Saturday, August 6, 2011

Friday and Saturday -- vietnamese lessons, great teacher, bike shopping, bad teacher, music school, so so pizza, greek salad?, and a great time at the pool.
I'll elaborate a bit, and if Sivan will let me upload a few pics from her camera, I might save a couple thousand words.
Thursday and Friday we started private Vietnamese language lessons. I bought a little whiteboard, and my colleague, Lan, who teaches Vietnamese in my school, but is really an English instructor at a nearby university, gave us our first two lessons. She is a fantastic teacher, even though I haven't successfully retained much. (The girls have -- I'm a bit slow). Day 1 -- vowels. Vietnamese has 12 of them. They look like the 5 in English, but 7 of them have little squiggles or are "wearing hats," and several make sounds that I have only uttered when suffering from bouts of constipation. Then we went over the 30 or so dipthongs and tripthongs and the sounds they make. Seems complicated, but actually it is much easier (except for the constipation sounds) than English. Think about it. How many sounds can the letter o make? It even makes a short i sound in women. English is impossible. But all languages are confusing to those who are beginning to learn them. We moved on to the 29 consonants, which are also confusing. "d" sounds like z, and sometimes "g" makes the z sound too. Anyway, we will practice before we start on the hard stuff -- there are 6 distinct tones in Vietnamese. If you say "ma" wrong, you might call someone's mother a horse. Think introductions to a student's parents: "Oh, this must be your horse."
After the lesson, we took a bus to where Lan told us there was a music school which offered guitar lessons. We asked and looked and asked and looked and were directed this way and that and in the end did not find it (until much later). Nearby we walked to a bicycle factory, where they sell bikes wholesale (about $80 for a new bike -- simple, one speed, basket, bike rack -- so the girls can commute to school). We'll probably head back to make our purchases this coming week. While walking to the bike shop, we passed a cinema, and after looking over the bikes went to watch a movie -- assigned seating for a huge theater that was maybe 5% full. The choice was Smurfs or Bad Teacher -- Bad teacher won and I sat through this horrible movie, but I have to admit that it did make me laugh, and the air conditioning was great.

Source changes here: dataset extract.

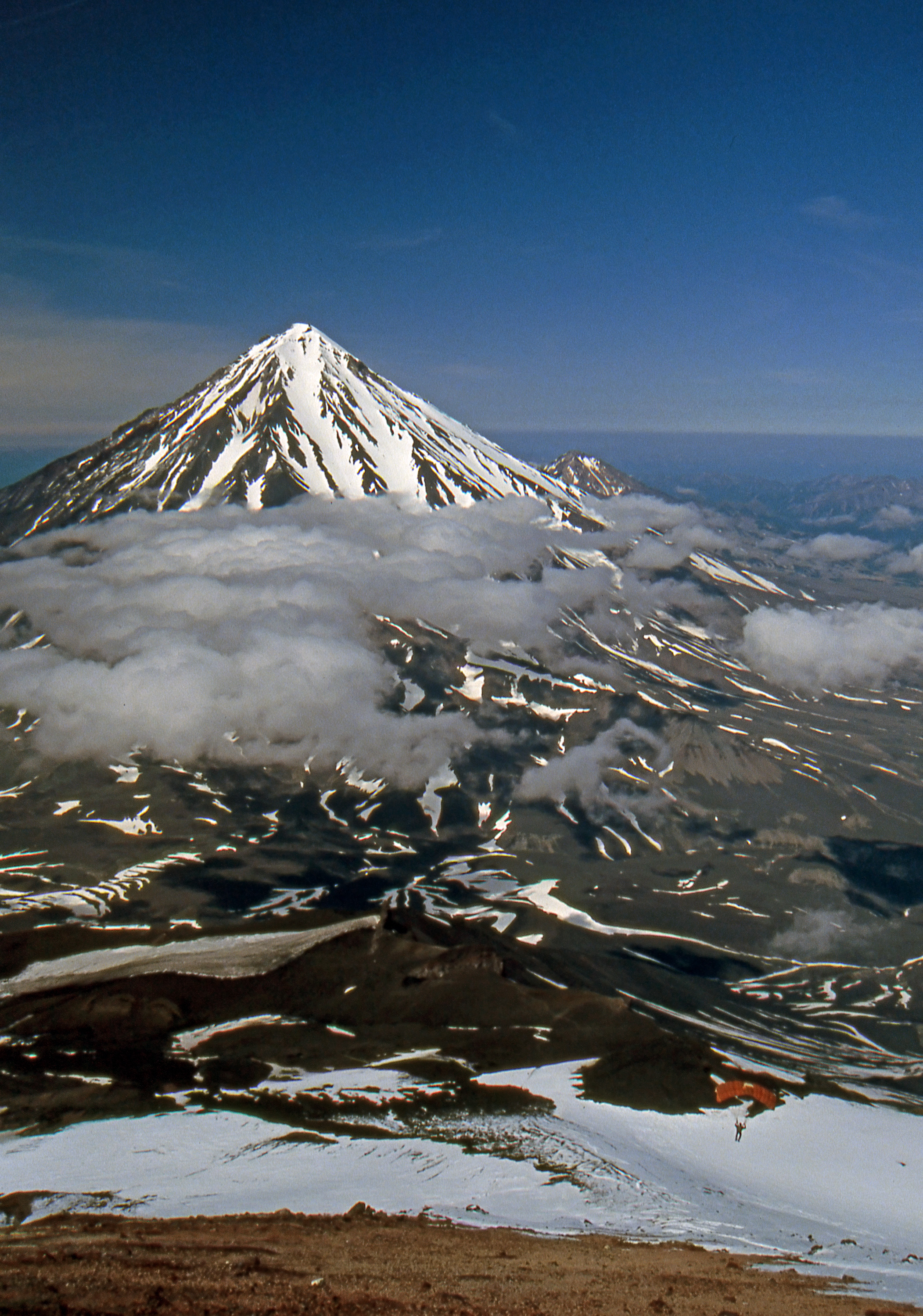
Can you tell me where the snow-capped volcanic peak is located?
[0,325,577,542]
[542,450,662,497]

We were still in the area where Lan said there was a music school, so I decided to call her. She lived a couple blocks away and met us and took us to the school -- 1 hour private lesson -- 170,000 dong ($8.50). Classical guitar, which Amali has reluctantly agreed to.
We passed one of the Pepperoni's restaurants -- a chain out of Hong Kong. The pizza was ok -- weird cheeses, but good veggies on top, but the greek salad that sivan ordered was not so great. It was also pricey, so we decided to avoid that place in the future.
The high point of our weekend was a visit to a public pool. Lan told us of pool a bit north of our street, and this afternoon, we set out to find it. It took a while, but we got there and went in. We arrived at 2:50 and luckily discovered that it opened at 3. Interesting thing -- you know how pools have signs that read "shower before entering." To exit the locker room into the pool area, you have to walk through a carwash like curtain of water. We were among the first there, and it seemed quiet and boring at first, but half an hour later, Sivan and Amali were thronged by girls eager to meet them. Perfect. They exchanged facebook ids and we look forward to seeing them again at the pool. It will be great if the girls make Vietnamese friends. Heading out for dinner. I saw a street stand with some kind of shawarma-like meat turning on a spit. Wish us luck.